L’appuntamento è stato introdotto da Stefano De Luca (docente di Storia delle Dottrine Politiche presso l’Università degli Studi “Suor Orsola Benincasa” di Napoli).
La figura del politologo Giuseppe Maranini viene tratteggiata da Capozzi alla luce del suo dato biografico: un uomo che ha attraversato varie esperienze nell’Italia del Novecento, dall’attivismo socialista del padre nella Trento ancora sotto il dominio asburgico all’interventismo nella Grande Guerra; dall’avventura giovanile a Fiume con D’Annunzio alla carriera accademica durante il ventennio fascista nell’ambito della Facoltà di Scienze politiche di Perugia.
Il dopoguerra – quindi – con l’epurazione e la riabilitazione, la critica alla partitocrazia e le esperienze politiche con Randolfo Pacciardi. Maranini rappresenta dunque – per Capozzi – una rara eccezione nel panorama politologico italiano: uno dei pochi pensatori ad aver affrontato con franchezza la mancanza di una discussione aperta sulle cesure costituzionali che l’Italia del Novecento ha attraversato. Il trapasso dal regime liberale a quello del suffragio universale, il trauma della Grande Guerra e quindi l’avvento del fascismo. La sconfitta, la guerra civile e la nascita della Repubblica con la nuova costituzione antifascista, sono tutte rotture traumatiche mai davvero metabolizzate dalla nazione e dalla sua classe intellettuale e politica, che ha sempre evitato un reale dibattito sui principi costituzionali alla base delle varie costituzioni formali e materiali che si sono succedute.
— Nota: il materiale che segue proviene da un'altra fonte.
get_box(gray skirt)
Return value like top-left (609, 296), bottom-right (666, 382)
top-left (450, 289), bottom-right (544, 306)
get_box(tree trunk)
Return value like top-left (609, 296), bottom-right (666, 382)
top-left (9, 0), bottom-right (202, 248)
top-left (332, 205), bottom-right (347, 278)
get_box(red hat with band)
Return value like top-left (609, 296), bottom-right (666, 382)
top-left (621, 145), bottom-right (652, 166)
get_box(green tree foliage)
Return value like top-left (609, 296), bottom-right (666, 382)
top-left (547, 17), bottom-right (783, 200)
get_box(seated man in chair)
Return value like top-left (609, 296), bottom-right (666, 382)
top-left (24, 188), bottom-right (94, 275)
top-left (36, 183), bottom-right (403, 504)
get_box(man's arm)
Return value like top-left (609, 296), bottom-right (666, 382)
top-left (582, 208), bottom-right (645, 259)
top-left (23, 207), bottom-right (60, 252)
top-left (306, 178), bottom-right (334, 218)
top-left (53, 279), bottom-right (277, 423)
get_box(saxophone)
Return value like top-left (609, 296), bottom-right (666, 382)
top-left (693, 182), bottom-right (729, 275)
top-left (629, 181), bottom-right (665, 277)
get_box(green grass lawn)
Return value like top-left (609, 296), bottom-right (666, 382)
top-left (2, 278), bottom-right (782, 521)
Nonostante le varie fasi attraversate da Maranini, Eugenio Capozzi identifica nel suo pensiero una “idea fissa”, quella della cornice di diritto pubblico che costituisca non un mero fatto formale ma sostanziale e legato alle contingenze sociali, culturali ed economiche di una nazione. Per questo Maranini sarà un intellettuale integrato – ma non organico – al regime fascista, del quale coglierà la necessità come difesa dello Stato dalla disgregazione minacciata dal bolscevismo, e nel dopoguerra si dichiarerà nemico della costituzione del ’48, nella quale vedeva una carta solo formale, incapace di contenere il parlamentarismo. Una presa di posizione che subirà una brusca inversione di marcia allorché – durante la presidenza della Repubblica di Gronchi (1955-1962) – Maranini appoggerà apertamente le tesi del presidente per una totale applicazione degli articoli della Carta nel senso di rafforzamento dell’esecutivo. Rafforzamento delle prerogative presidenziali e obbligo di sfiducia costruttiva rappresentavano per Maranini la via per trasformare una costituzione formale in una sostanziale. Gli ultimi anni della vita di Maranini lo vedono protagonista di una breve esperienza accanto al movimento Nuova Repubblica di Randolfo Pacciardi.